Ariadne was a Batch 3, "broad-beamed" Leander, and as such was 372 ft long overall and 360 ft at the waterline, with a beam of 43 ft and a maximum draught of 19 ft. Displacement was 2500 LT standard and 2962 LT full load. Two oil-fired boilers fed steam at 550 psi and 850 F to a pair of double reduction geared steam turbines that in turn drove two propeller shafts, with the machinery rated at 30000 shp, giving a speed of 28 kn. She had a range of 4000 nmi at 15 kn or 1000 nmi at top speed.

A twin 4.5-inch (113 mm) Mark 6 gun mount was fitted forward. A single Sea Cat surface-to-air missile launcher was fitted aft on the helicopter hangar roof, while two Oerlikon 20mm cannon provided close-in defence. A Limbo anti-submarine mortar was fitted aft to provide a short-range anti-submarine capability, while a hangar and helicopter deck allowed a Westland Wasp helicopter to be operated, for longer range anti-submarine and anti-surface operations. Ariadne was fitted with a large Type 965 long range air search radar on the ship's mainmast, with a Type 993 short range air/surface target indicating radar and Type 978 navigation radar carried on the ship's foremast.
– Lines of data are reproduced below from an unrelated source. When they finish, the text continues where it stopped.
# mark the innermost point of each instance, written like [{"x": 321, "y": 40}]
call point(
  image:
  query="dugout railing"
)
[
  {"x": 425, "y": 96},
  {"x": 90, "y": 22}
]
An MRS3 fire control system was carried to direct the 4.5-inch guns. The ship had a sonar suite of Type 184 medium range search sonar, Type 162 bottom search and Type 170 attack sonar, together with a Type 199 variable depth sonar (VDS). She had a crew of 260 officers and other ranks.

==Royal Navy==
In the year of her commission, Ariadne undertook a fishery protection patrol during the Second Cod War with Iceland.
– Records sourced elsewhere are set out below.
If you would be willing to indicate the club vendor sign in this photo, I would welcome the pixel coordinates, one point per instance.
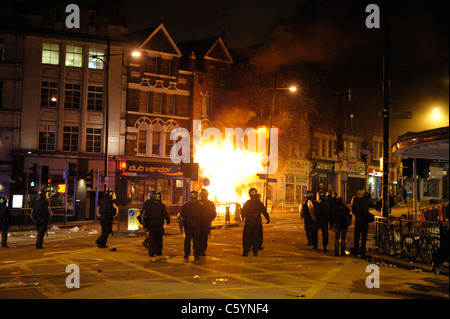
(156, 170)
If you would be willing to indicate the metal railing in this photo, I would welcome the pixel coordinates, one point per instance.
(409, 238)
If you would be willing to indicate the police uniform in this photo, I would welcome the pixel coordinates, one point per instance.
(5, 219)
(323, 217)
(155, 214)
(41, 216)
(209, 213)
(106, 214)
(251, 213)
(191, 214)
(309, 218)
(360, 208)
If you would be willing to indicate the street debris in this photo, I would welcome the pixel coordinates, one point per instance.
(14, 283)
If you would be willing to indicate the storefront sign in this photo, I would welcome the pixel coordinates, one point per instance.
(324, 167)
(356, 170)
(153, 170)
(133, 223)
(298, 167)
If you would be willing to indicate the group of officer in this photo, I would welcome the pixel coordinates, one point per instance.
(198, 213)
(328, 211)
(40, 214)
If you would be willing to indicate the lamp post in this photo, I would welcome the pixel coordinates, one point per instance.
(292, 89)
(107, 65)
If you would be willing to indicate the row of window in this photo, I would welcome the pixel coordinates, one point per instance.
(74, 56)
(327, 148)
(154, 102)
(72, 96)
(71, 138)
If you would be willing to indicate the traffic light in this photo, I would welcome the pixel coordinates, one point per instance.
(72, 169)
(122, 166)
(34, 175)
(44, 175)
(407, 169)
(90, 179)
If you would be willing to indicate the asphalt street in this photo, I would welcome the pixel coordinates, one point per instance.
(285, 269)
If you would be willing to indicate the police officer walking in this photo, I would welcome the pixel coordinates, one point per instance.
(360, 208)
(209, 213)
(5, 219)
(191, 215)
(309, 218)
(323, 217)
(105, 211)
(155, 214)
(251, 213)
(41, 215)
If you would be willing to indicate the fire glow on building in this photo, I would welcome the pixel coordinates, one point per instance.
(231, 164)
From January to October 1974, Ariadne in company with the guided missile destroyer (FOF2 embarked), , , , and supported by oilers and and the stores ship , made a nine-month deployment to the Far East, visiting Singapore, Hong Kong, Australia, New Zealand, Mauritius, South Africa and Gibraltar. Ariadne participated in the Beira Patrol. She also refuelled from an old oiler permanently moored at Gan in the Indian Ocean. Between 1975 and 1976 she was commanded by Captain Benjamin Bathurst.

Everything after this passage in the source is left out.